Tuesday, 07/07/2009 08:30

Foreign competition drives bank overhaul

Restructuring of the banking sector will be needed for local banks to compete with foreign ones, according to industry insiders.

Experts said that the country’s domestic banks, numbering more than 40, lack large assets, modern banking technology, qualified workforce, and an international-standard management.

Nguyen The Huong, general director of the Lien Viet Commercial Joint-Stock Bank, said the number of Vietnamese banks was high but their weaknesses inhibited them from becoming more successful.

Because of the global recession, many domestic banks had to turn down customers because their liquidity was not strong enough to meet demand, he said.

Many domestic banks, which are short of US dollars and have low interest rates, could not fund major projects.

"Foreign banks have the capital for projects while local banks have resigned themselves to their fate", Huong said.

"Foreign banks also have the right to do business in other countries, an advantage they have over local ones."

Dr. Le Xuan Nghia, director of the State Bank of Viet Nam’s Department of Banking Strategy Development, said competitiveness could be enhanced by restructuring the banking sector and strictly controlling the granting of bank licences, among other tasks.

Banking leaders should ask local banks to use modern technology which would force them to change their style of management, and strengthen workforce training and credit risk administration.

Some experts suggested restructuring the banking sector by reducing the number of ineffective commercial banks, increasing competition, and restructuring the operation of remaining banks.

They said it was important to improve the legal framework and judicial capacity, which would support loan collection and collateral enforcement of domestic banks.

Avoiding risks

Domestic banks must pay attention to new risks that would likely cause certain effects on their operation as well as business effectiveness, said Akihiro Saito, general director of the Japan-based Mizuho Corporate Bank’s branch in Ha Noi.
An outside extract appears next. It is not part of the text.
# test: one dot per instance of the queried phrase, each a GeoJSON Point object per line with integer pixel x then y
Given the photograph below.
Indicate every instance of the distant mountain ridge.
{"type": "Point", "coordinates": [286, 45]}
Inflation and fluctuations in the stock market and real estate industry would create high risks that could cause great losses for local banks, he said.

To prevent this possibility, local banks should be cautious when they decide to provide loans for investment activities related to the stock and real estate markets, he said.

Non-performing loans in the banking sector account for three per cent of total outstanding loans, up from 2.5 per cent over the same period last year, according to Nghia.

The major risk to local banks’ medium- and long-term loans was inflation, but the central bank had prepared plans to cope with the possibility, he said.